# CATHOUSE



## jackrat (Jun 6, 2010)




----------



## Yvonne G (Jun 6, 2010)

I'll bet there's a little human girl someplace that's pretty upset about her doll house being invaded by the dreaded kitten!


----------



## jackrat (Jun 6, 2010)

emysemys said:


> I'll bet there's a little human girl someplace that's pretty upset about her doll house being invaded by the dreaded kitten!


LOL It was she who was playing with the kitten


----------



## Isa (Jun 6, 2010)

lol That is very cute


----------



## Itort (Jun 6, 2010)

When my wife and I were showing cats we redid a machine shed into a cattery. When we had building materials delivered the drivers would volunteer to deliver to the cathouse. There were many disappointed drivers in Davenport.


----------



## dmmj (Jun 6, 2010)

Hmmmm, I thought this was a family forum?


----------



## jackrat (Jun 6, 2010)

dmmj said:


> Hmmmm, I thought this was a family forum?


What could be more wholesome than a kitten in a dollhouse?


----------



## Tom (Jun 6, 2010)

Ava would love it if one of the cats would play with her. They know better though.


----------



## Scooter (Jun 6, 2010)

Very cute!


----------



## Stephanie Logan (Jun 7, 2010)

Tom said:


> Ava would love it if one of the cats would play with her. They know better though.



Small kids and toddlers can be very tough on cats. I'm thinking Ava's what--3 or 4? She will soon be at an age when they'll love to see her coming. Provision her with kitty treats and it will happen sooner rather than later. 

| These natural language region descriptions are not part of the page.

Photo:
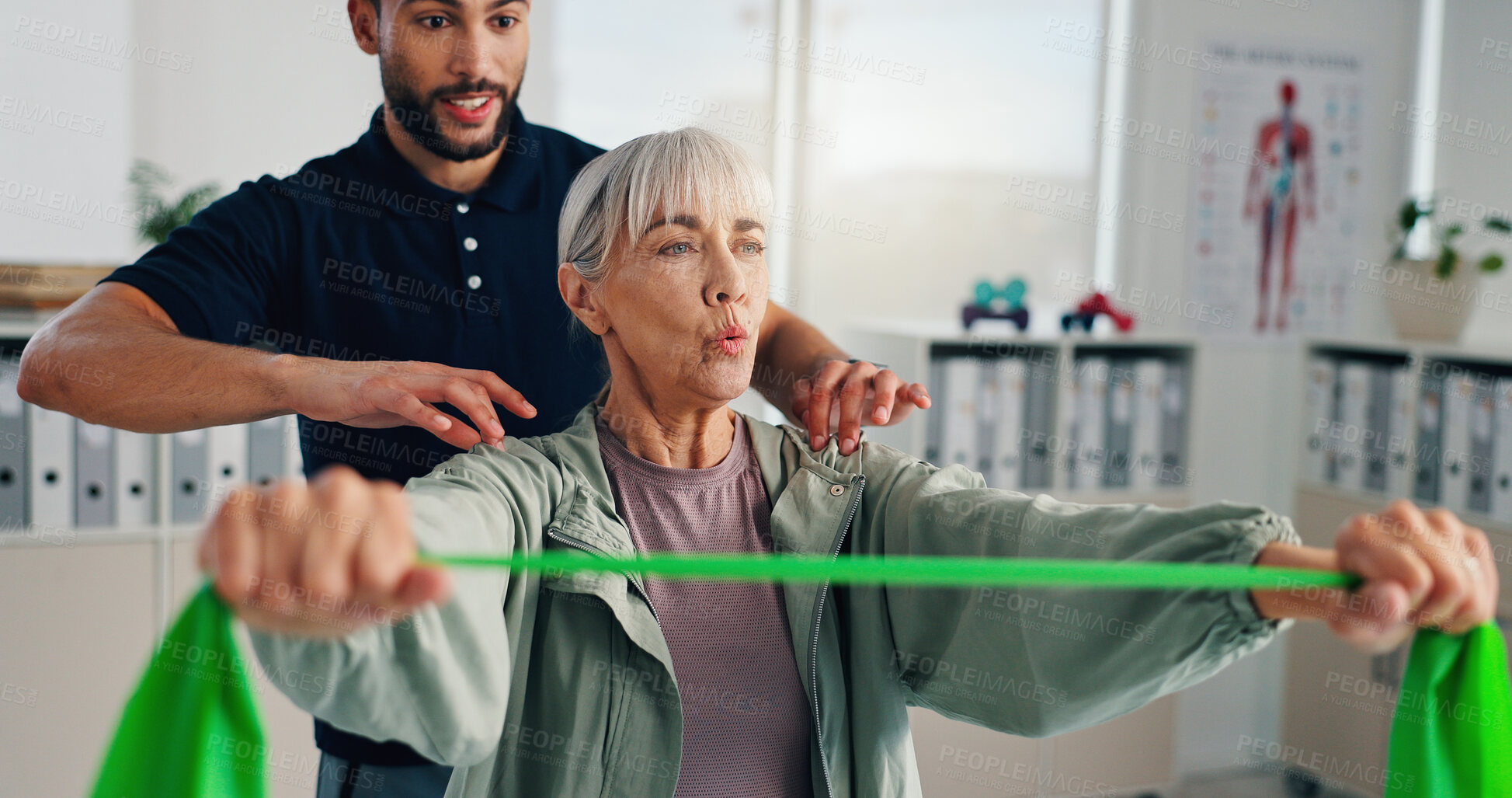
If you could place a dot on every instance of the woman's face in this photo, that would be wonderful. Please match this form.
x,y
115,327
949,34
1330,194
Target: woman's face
x,y
681,311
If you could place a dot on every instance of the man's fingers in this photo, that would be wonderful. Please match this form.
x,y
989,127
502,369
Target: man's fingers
x,y
886,388
325,566
852,397
1440,545
504,394
800,399
386,553
280,545
427,416
231,547
822,396
472,400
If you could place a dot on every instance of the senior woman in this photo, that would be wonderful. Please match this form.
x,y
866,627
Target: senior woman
x,y
584,683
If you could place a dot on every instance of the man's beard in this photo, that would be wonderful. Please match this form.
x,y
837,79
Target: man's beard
x,y
429,131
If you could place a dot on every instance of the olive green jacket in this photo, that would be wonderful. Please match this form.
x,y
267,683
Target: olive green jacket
x,y
563,686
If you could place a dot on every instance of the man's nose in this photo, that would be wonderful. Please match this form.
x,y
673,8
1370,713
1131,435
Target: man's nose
x,y
471,55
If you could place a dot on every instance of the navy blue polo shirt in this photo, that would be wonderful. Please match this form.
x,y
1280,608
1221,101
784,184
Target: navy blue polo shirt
x,y
357,256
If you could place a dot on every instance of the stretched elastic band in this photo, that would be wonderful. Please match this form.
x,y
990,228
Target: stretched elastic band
x,y
912,570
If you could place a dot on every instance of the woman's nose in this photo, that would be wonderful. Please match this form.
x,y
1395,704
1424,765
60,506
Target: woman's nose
x,y
728,282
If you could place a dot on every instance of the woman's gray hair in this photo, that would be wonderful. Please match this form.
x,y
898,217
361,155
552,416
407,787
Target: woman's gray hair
x,y
675,173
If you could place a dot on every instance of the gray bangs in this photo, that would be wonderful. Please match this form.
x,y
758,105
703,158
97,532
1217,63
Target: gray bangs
x,y
655,177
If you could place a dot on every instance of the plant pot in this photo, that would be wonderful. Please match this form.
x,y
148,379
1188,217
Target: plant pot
x,y
1425,308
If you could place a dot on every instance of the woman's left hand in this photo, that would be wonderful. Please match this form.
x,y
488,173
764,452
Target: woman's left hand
x,y
1420,570
844,396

Nice photo! I had to pass by the cutest Siamese mix at Petsmart today--he just tugged at my hearstrings, but we already have four cats. I'd love to keep a couple more...they are so idiosyncratic and fun to interact with!


----------



## terracolson (Jun 7, 2010)

Kratos has a fear of Ximon.

It might be that when ximon sees that cat, he runs after it screaming "argh" so loud i cringe.


----------



## Stephanie Logan (Jun 7, 2010)

dmmj said:


> Hmmmm, I thought this was a family forum?



Consider your hand slapped.

Or your head flicked.


----------



## jackrat (Jun 7, 2010)

Ouch! OK,I'll be good.


----------



## Tom (Jun 7, 2010)

Stephanie Logan said:


> Tom said:
> 
> 
> > Ava would love it if one of the cats would play with her. They know better though.
> ...



Yeah. Our Jack Russel figured that one out as soon as Ava started eating in the high chair. Ava's her best friend now.



terracolson said:


> Kratos has a fear of Ximon.
> 
> It might be that when ximon sees that cat, he runs after it screaming "argh" so loud i cringe.



Are you sure we're not related? Ava can't seem to stop that either.


----------



## GBtortoises (Jun 7, 2010)

Totally not what I thinking when I read the title "CATHOUSE"!

Crap, let down again.


----------